L’altra nota dolente, sulla quale la Commissione europea si prepara a intervenire con il Circular Economy Act, riguarda la raccolta e il riciclo dei RAEE, i rifiuti da apparecchiature elettriche ed elettroniche. Sia in Europa che in Italia, siamo a meno della metà del target del 65% di RAEE raccolti, rispetto alle apparecchiature immesse sul mercato in un triennio. “Mentre abbiamo difficoltà e sosteniamo alti costi per l’approvvigionamento di diversi materiali critici, stiamo sfruttando molto poco in Europa le ‘miniere’ costituite dai rifiuti di apparecchiature elettriche ed elettroniche che contengono importanti quantità di tali materie prime critiche e strategiche” sottolinea Ronchi.
Le proposte del CEN per aumentare la domanda e ridurre i prezzi
Il Circular Economy Network ha partecipato alla consultazione pubblica sul Circular Economy Act, presentando un proprio position paper. Le proposte del Cen vanno nell’ottica di favorire lo sbocco di mercato per le materie prime seconde, agendo su domanda e prezzi. Bene il credito d’imposta per le imprese che utilizzano materiali riciclati e plastiche compostabili. Ma, “come ha osservato la Corte dei Conti, richiede una dotazione finanziaria ben più cospicua”.
Serve poi, soprattutto per le plastiche riciclate, “un intervento ben più consistente per ridurre i costi dell’energia e per valorizzare, con un sistema di crediti di carbonio e/o di certificati bianchi, i risparmi di energia e di emissioni di gas serra ottenuti grazie al riciclo”. Un intervento che dovrebbe impegnare alemeno 200 milioni da coprire in parte con i proventi della plastic tax, in parte utilizzando i flussi generati dal sistema europeo ETS (Emission Trading System) di tassazione delle emissioni di carbonio.

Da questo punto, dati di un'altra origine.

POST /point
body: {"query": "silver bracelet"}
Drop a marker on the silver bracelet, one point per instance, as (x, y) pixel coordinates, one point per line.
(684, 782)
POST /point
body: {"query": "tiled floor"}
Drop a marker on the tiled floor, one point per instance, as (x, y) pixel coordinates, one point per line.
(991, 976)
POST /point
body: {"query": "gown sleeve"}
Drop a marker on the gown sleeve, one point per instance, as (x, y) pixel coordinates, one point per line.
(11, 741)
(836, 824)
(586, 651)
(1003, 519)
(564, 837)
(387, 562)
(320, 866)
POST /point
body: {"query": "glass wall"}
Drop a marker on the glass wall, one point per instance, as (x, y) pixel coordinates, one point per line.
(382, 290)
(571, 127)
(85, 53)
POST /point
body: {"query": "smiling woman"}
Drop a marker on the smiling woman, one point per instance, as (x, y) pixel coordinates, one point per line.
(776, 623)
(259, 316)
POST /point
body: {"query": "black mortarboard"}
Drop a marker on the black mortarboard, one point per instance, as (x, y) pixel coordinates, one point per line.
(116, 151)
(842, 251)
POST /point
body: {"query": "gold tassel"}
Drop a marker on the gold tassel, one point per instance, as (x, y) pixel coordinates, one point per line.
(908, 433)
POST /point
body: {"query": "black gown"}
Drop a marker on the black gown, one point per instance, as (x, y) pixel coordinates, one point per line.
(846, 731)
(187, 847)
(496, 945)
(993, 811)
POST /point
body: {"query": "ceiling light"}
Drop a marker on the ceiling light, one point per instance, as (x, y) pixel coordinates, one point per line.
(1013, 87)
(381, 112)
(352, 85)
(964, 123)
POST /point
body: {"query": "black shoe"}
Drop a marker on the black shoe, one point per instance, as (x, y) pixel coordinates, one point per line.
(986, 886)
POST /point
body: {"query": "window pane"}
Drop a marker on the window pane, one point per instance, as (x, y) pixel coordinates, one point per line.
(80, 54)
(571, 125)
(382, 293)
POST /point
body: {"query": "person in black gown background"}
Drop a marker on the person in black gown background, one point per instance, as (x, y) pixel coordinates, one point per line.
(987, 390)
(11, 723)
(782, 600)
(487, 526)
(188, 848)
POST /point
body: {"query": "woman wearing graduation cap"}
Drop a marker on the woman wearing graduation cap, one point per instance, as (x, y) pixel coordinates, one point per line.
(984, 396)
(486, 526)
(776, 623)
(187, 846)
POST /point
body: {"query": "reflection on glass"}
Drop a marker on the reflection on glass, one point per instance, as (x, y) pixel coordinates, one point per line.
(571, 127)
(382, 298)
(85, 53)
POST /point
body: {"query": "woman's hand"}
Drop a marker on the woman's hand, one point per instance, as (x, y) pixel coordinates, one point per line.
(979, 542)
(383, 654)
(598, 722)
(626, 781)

La leva degli “appalti verdi”
Va poi utilizzata la leva del Green Public Procurement per aumentare la domanda per altri materiali riciclati. Dall’impiego della plastica riciclata e della gomma da PFU negli asfalti, all’utilizzo degli inerti provenienti dal riciclo dei materiali da costruzione e demolizione. “Sarebbe importante anche assicurare quote obbligatorie di impiego di materiali riciclati nei prodotti” aggiunge Ronchi. “Alcune norme in questa direzione sono già vigenti. Vanno applicate, estese e accompagnate da incentivi e sanzioni”.

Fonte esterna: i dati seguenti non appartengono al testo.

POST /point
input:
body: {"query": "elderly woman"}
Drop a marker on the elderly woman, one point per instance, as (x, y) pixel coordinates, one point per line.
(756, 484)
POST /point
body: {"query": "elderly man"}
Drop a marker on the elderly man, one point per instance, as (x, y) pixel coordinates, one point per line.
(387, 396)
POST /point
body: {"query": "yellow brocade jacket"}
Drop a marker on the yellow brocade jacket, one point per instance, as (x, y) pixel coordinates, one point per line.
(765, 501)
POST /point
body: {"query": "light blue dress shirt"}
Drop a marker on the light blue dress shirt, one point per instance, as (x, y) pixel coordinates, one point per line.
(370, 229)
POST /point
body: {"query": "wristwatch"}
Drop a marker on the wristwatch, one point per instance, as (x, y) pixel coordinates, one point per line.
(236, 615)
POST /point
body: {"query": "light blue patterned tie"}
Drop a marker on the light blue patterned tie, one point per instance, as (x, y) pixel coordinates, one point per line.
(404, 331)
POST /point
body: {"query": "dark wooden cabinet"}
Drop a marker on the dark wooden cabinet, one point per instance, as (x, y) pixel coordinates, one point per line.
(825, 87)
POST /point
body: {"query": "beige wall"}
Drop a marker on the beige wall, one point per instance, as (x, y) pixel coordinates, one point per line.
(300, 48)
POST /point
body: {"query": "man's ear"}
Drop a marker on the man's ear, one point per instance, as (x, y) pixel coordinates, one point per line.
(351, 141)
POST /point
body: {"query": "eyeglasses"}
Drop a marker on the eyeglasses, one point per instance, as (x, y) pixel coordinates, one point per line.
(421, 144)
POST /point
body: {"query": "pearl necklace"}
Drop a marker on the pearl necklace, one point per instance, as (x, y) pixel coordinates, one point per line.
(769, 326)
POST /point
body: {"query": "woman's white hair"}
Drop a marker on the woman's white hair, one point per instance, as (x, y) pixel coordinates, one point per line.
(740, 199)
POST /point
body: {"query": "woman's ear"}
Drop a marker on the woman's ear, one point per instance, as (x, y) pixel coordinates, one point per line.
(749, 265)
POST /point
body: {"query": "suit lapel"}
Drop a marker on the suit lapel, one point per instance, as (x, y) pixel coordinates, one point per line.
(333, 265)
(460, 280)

Infine i RAEE, per i quali va raddoppiata la raccolta e vanno costruiti moderni impianti per il disassemblaggio e il riciclo. “Servono sistemi con punti di raccolta e di ritiro ben più diffusi e sistemi di restituzione incentivata. Le maggiori risorse per un tale cambiamento di sistema di raccolta si potrebbero ottenere ponendole a carico dei produttori, in alternativa, anche parziale, della tassa sui Raee non raccolti di 2 euro al kg che dovrebbe entrare in vigore a livello europeo dal 2028”, conclude Ronchi.